Trudeau Needs to Pivot to Trump

By Christopher Sands

Christopher Sands is a Senior Research Professor and Director of the Center for Canadian Studies at the Paul H. Nitze School of Advanced International Studies (SAIS) at Johns Hopkins University and a Senior Fellow of the Hudson Institute.

The government of Canadian Prime Minister Justin Trudeau won its election in October 2015 promising to make Canada a world leader in the effort to address climate change. At one of his first international summits, the United Nations Conference on Climate Change held in Paris in December 2015, Trudeau pledged that Canada would set policy in line with a 2 degree centigrade reduction in global temperatures by 2030, a half degree more ambitious than most other countries, including the United States.
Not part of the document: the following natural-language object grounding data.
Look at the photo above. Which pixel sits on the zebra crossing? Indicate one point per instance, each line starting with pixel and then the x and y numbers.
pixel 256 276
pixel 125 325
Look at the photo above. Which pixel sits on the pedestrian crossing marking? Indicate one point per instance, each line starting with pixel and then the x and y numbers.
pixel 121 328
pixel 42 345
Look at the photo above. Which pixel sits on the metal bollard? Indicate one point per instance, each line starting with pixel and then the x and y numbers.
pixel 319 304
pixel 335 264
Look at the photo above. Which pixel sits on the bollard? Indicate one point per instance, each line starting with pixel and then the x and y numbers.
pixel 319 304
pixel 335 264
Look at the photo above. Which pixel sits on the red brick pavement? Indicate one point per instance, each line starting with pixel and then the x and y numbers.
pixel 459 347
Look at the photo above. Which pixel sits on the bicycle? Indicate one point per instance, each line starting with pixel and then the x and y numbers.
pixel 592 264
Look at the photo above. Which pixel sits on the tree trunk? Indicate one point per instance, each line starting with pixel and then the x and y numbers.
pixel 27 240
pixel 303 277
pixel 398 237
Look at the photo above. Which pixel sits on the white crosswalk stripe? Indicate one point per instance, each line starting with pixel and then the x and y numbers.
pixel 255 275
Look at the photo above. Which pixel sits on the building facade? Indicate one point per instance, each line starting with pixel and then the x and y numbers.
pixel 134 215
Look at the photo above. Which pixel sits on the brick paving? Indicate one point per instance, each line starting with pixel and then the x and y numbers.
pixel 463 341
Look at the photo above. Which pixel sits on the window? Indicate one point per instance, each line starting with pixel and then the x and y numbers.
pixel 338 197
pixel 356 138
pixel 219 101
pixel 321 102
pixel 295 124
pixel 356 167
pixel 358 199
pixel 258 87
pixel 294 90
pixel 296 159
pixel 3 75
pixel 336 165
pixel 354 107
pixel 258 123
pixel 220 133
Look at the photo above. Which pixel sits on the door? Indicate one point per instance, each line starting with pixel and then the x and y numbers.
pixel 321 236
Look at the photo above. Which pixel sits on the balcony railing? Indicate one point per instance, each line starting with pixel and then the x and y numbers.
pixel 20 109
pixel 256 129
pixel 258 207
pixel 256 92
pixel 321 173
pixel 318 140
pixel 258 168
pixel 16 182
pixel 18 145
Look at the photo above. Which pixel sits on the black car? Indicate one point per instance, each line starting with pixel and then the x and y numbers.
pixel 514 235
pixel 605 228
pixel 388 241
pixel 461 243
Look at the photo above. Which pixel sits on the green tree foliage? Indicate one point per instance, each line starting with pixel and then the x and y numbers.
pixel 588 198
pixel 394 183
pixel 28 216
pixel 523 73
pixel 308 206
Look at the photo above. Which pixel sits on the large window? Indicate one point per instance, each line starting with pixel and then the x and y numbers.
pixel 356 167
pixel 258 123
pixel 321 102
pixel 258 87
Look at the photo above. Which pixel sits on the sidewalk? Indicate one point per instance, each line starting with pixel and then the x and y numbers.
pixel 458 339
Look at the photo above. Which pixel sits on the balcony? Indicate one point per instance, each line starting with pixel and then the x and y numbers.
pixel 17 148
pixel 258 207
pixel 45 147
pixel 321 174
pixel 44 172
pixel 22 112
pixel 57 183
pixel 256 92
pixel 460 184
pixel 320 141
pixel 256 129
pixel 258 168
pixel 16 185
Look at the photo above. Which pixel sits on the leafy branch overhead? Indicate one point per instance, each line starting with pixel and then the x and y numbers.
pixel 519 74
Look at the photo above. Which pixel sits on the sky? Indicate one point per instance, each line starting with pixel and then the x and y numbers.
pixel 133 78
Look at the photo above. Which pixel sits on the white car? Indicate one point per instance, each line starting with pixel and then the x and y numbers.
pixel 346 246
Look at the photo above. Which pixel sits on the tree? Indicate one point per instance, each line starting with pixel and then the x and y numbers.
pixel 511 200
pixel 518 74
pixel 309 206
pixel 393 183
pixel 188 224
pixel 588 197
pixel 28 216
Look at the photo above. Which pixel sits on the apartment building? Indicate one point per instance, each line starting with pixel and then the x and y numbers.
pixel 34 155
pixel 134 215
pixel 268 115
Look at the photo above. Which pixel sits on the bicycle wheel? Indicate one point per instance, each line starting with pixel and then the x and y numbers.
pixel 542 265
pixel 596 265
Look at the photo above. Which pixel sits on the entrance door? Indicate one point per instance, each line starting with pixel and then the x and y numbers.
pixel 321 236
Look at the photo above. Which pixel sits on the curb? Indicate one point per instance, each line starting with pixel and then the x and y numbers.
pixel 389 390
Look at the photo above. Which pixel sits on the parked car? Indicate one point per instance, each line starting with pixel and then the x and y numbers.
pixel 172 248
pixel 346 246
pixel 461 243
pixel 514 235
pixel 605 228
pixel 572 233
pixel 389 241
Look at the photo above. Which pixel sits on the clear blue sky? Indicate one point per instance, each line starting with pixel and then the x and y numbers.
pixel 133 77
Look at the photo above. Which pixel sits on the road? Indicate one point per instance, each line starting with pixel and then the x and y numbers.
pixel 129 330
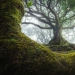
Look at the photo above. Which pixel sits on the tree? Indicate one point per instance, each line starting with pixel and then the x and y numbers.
pixel 55 14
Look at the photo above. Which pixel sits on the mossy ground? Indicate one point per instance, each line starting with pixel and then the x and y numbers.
pixel 21 56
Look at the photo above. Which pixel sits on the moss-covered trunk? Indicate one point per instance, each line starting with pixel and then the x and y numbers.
pixel 11 12
pixel 18 54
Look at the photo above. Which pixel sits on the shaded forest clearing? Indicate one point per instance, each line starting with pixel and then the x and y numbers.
pixel 19 55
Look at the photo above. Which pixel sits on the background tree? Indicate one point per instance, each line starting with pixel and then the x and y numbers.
pixel 55 14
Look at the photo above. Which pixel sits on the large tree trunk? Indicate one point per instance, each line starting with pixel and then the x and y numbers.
pixel 57 38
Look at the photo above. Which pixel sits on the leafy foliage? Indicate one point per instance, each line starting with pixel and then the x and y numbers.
pixel 21 56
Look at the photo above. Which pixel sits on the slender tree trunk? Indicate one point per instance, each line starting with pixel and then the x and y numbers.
pixel 57 38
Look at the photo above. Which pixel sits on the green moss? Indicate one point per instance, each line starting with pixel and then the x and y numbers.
pixel 19 55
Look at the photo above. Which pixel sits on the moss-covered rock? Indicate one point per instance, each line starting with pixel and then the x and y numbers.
pixel 21 56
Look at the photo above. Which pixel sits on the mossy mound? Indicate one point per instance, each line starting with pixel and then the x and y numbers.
pixel 21 56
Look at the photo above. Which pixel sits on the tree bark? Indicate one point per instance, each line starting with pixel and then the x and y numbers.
pixel 57 38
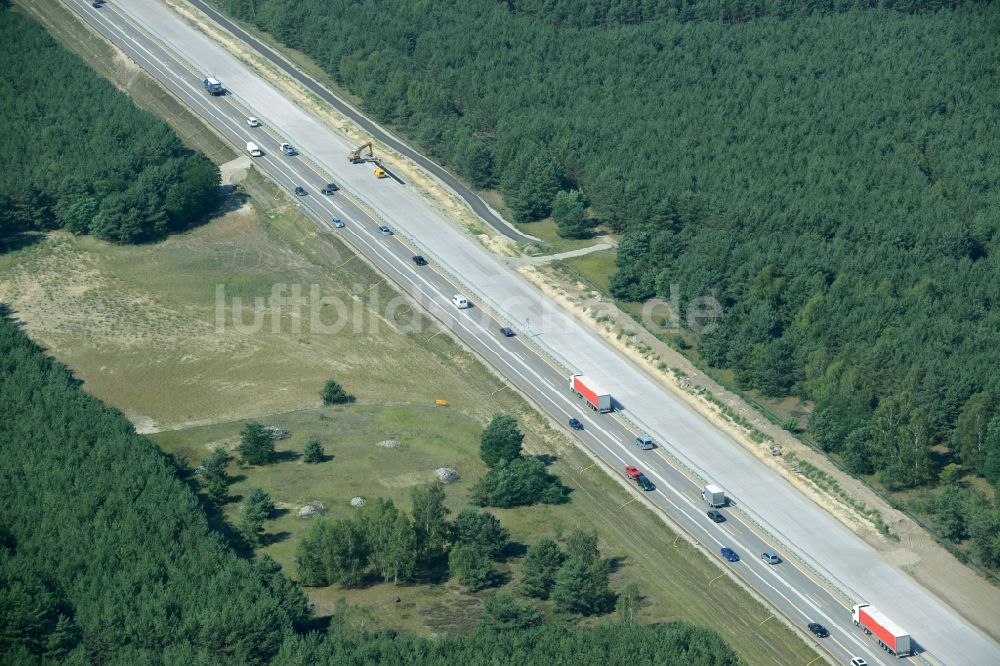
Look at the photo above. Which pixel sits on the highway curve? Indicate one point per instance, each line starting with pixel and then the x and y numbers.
pixel 478 206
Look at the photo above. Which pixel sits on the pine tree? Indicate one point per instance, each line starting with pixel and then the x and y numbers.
pixel 501 440
pixel 470 564
pixel 430 519
pixel 256 444
pixel 541 564
pixel 627 607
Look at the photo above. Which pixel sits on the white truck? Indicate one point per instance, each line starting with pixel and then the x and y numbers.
pixel 714 496
pixel 891 637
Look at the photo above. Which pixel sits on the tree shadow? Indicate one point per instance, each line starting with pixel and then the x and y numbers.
pixel 432 570
pixel 286 456
pixel 498 579
pixel 271 538
pixel 511 550
pixel 217 522
pixel 615 563
pixel 20 241
pixel 231 198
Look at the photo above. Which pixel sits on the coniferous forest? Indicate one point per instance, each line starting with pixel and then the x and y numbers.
pixel 826 170
pixel 106 556
pixel 77 154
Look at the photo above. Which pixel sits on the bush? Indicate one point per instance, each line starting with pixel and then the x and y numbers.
pixel 470 564
pixel 256 444
pixel 501 440
pixel 314 452
pixel 482 529
pixel 519 482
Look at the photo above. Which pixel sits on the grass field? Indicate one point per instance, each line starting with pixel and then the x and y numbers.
pixel 137 324
pixel 140 326
pixel 595 268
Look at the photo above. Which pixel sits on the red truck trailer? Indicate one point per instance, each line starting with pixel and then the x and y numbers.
pixel 889 635
pixel 596 397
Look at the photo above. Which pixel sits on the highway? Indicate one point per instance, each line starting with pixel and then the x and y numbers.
pixel 826 568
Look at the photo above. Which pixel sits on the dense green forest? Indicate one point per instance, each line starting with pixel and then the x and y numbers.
pixel 826 170
pixel 77 154
pixel 106 556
It was a clear break with his predecessor, Stephen Harper, who argued that Canada could not allow its policies to be misaligned with those of the United States, which could put Canadian businesses at a competitive disadvantage in their largest foreign market.

In the past year, Trudeau has worked with the Obama administration to put new restrictions on methane flaring, and has already adopted a 54.5 mile per gallon fuel efficiency standard to take effect in 2025 in tandem with the United States. Then in December, Trudeau told provincial leaders that unless they imposed a tax or effective price on carbon on their own by 2018, Ottawa would do it for them.